Le titre de l’exposition « De feu et de pluie » renvoie aux deux versants d’une même gestation : car la Martinique est bien la fille des entrailles fumantes de la terre et des pluies provoquées par le relief, donnant naissance aux forêts tropicales humides. Partant de l’idée que le volcan impacte la vie de l’homme très au-delà de la science et des catastrophes, il a été demandé aux artistes de travailler sur le processus éruptif comme métaphore, voire essence de la création. Les œuvres ont été choisies en fonction du parallèle entre construction/ destruction /reconstruction dans la nature et dans la vie de l’homme. Elles parlent de mémoire, de chaos, de jaillissements et tremblements, d’échanges d’énergie, du magma qui fuse, de la chaleur brulante, de l’état du monde l’instant d’après.

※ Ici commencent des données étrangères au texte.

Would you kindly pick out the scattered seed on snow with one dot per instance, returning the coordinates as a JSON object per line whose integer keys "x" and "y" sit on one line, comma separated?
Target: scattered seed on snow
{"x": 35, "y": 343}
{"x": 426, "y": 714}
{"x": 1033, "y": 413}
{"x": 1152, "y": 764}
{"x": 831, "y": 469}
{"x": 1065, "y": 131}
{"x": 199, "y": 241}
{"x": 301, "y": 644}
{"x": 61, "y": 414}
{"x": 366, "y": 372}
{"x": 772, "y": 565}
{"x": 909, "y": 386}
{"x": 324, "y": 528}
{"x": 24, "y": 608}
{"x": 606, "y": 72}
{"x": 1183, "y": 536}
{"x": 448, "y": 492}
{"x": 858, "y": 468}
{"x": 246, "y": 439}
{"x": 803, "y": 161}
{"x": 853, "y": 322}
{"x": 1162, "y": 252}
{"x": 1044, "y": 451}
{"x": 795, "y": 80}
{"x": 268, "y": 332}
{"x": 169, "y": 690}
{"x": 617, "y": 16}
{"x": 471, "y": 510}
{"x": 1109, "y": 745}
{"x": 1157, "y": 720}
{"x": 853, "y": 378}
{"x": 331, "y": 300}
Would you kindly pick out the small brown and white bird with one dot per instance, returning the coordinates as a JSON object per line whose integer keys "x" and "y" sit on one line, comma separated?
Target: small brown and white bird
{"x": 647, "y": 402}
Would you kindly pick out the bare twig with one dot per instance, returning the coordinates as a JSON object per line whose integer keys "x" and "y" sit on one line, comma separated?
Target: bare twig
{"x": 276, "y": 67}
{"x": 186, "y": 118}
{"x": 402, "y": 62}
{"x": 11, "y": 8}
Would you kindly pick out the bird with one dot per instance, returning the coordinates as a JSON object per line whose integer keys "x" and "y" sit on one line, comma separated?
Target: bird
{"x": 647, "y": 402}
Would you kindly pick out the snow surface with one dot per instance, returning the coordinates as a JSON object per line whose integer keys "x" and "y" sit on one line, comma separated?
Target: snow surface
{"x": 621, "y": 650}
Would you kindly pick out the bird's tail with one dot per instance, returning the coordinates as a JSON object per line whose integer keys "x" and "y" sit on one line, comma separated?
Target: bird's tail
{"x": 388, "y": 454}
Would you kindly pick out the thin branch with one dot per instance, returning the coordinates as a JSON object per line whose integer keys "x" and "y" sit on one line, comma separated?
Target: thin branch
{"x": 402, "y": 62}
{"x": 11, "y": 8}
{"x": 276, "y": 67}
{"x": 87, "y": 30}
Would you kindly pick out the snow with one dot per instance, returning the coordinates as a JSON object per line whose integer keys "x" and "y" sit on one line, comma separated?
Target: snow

Matilde dos Santos : Qui est Hervé Beuze ?
Hervé Beuze : Je suis artiste et ce qui me fait créer c’est d’abord la recherche personnelle de l’équilibre intérieur, qui me pousse à essayer de comprendre ce qui dans mon passé, dans ma propre histoire, peut causer des blocages, des problèmes…mon histoire personnelle s’associe à l’histoire de l’espace dans lequel je vis, cette société toujours à cheval sur deux cultures, deux manières d’être, qui ont des chemins différents. Celle des descendants d’esclaves, celle qui se veut française, européenne. Entre les deux la blessure est récurrente. Il y a un fossé qui demeure, qui ne sera peut-être jamais comblé, c’est un peu cela qui me pousse à vouloir comprendre la réalité du pays.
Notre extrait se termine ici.